The coronavirus pandemic has seen Chinese venture capital investors retreating to the safety of big names in favoured sectors, thinning the ranks of tech start-ups in China, in a trend that is likely to continue this year.
The number of early-stage financing deals fell 45 per cent in 2020, halving the new tech start-up count from the previous year to 3,131, according to data from ITjuzi, a Chinese business information provider.
China’s tech sector has been chilled by a “capital winter” that began in late 2018 as a venture capital boom deflated. Last year, the number of investment deals fell for the fifth consecutive year, though start-ups’ cash haul ticked upwards, rising 12 per cent to Rmb815bn ($126bn).
“It’s partly because potential founders are staying put in what are secure jobs, instead of taking the leap of faith,” said Zhao Chen, managing partner at start-up accelerator Plug and Play China.
Mr Zhao added that while there were fewer new ventures than five years ago, quality had improved as investors had become more discriminating. Companies “definitely have something if they [were] going to start in 2020,” he said.
Semiconductor, online education and healthcare start-ups found the most favour with VC investors. Spurred by Beijing’s multibillion-dollar plan to build a self-sufficient chip industry in response to US sanctions, private market funding for semiconductor start-ups rose more than 500 per cent last year to Rmb80bn.

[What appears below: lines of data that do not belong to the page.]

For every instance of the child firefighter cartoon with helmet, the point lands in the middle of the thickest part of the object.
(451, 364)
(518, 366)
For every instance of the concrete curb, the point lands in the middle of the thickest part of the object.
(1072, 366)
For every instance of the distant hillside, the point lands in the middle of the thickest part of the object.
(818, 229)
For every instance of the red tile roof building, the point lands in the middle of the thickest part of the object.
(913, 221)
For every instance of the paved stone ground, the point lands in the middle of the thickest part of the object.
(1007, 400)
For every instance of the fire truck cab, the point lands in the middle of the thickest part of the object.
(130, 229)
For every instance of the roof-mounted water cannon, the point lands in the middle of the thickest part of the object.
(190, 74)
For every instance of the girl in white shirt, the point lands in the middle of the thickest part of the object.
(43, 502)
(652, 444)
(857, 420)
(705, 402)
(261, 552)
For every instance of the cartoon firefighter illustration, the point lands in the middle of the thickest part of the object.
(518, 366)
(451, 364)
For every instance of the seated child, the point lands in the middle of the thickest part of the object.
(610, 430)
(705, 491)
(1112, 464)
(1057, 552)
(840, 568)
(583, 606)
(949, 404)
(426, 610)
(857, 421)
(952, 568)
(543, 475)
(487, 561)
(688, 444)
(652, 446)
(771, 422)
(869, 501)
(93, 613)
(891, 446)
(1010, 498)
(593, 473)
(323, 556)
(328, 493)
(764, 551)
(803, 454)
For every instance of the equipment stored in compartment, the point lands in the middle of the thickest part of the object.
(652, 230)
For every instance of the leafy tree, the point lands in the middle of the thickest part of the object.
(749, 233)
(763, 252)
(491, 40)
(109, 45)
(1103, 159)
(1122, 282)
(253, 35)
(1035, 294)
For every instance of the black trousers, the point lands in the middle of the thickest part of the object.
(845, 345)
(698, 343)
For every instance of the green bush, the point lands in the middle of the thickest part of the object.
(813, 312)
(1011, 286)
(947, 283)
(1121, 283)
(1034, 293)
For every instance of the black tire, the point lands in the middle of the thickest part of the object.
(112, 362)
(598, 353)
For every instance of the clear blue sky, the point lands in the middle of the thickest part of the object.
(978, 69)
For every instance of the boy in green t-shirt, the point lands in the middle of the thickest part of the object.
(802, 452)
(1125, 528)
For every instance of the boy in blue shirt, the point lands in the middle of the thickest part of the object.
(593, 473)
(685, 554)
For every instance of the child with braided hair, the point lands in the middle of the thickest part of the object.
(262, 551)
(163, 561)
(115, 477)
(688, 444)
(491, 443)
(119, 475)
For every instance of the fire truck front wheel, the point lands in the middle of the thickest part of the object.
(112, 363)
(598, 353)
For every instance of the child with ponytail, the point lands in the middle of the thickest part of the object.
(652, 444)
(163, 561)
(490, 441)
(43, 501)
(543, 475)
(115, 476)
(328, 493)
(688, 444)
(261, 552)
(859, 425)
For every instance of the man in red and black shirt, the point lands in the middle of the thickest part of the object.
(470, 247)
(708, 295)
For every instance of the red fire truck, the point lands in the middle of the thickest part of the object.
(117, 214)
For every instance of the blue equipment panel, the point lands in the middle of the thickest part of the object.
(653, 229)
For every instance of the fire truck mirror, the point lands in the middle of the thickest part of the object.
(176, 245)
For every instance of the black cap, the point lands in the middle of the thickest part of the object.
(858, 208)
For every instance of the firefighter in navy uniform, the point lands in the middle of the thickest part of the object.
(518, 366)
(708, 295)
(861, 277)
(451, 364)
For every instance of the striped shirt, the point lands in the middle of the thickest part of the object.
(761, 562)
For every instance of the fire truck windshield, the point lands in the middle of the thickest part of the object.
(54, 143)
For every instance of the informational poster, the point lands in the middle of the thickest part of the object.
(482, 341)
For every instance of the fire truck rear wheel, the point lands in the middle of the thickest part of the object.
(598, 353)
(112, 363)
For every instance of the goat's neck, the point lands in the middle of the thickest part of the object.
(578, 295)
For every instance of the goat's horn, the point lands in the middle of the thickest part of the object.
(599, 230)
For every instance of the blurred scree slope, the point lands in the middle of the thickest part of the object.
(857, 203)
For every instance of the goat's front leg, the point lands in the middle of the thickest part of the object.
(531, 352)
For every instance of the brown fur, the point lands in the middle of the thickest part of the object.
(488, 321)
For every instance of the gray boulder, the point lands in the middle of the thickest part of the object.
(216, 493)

“It’s crazy; I don’t know what else to say,” said Nathan Ma, who arranges chip deals at boutique advisory Lighthouse Capital. “If you’re not trying to invest in semiconductors right now, it’s like you’re out of the investment game.”
The government’s funding push — dubbed the “Great Semiconductor Leap Forward” by state media — prompted more than 13,000 companies to enter the industry in the first nine months of last year, many with no previous experience and coming from sectors such as seafood and auto parts.
Capital has also gravitated to online education, which has boomed as the pandemic has kept students from attending school in person. Start-ups Zuoyebang and Yuanfudao raised about $6bn last year, accounting for about two-thirds of the capital that flowed into edutech, according to ITjuzi.
“In a world full of uncertainty people are looking for returns but they are also looking for safety, the number one player, or the number two player; they are probably too big to fail — the return multiples may be lower, but safer,” said David Wei, chairman of Vision Knight Capital, which doubled its investment outlay last year.
Meanwhile, large tech companies looking to build out their ecosystems and hang on to users have stepped up dealmaking. Last year, strategic investors participated in a record number of deals, with Tencent alone doing 113, ITjuzi data showed.
“Big tech companies used to be making later-stage investments into our portfolio companies; now they are starting to come in earlier,” said Charles Zhang of Lightspeed China, a venture capital firm.
“Also, there is comparatively less M&A in China, so minority investments give them the access they want to up-and-coming start-ups,” he said.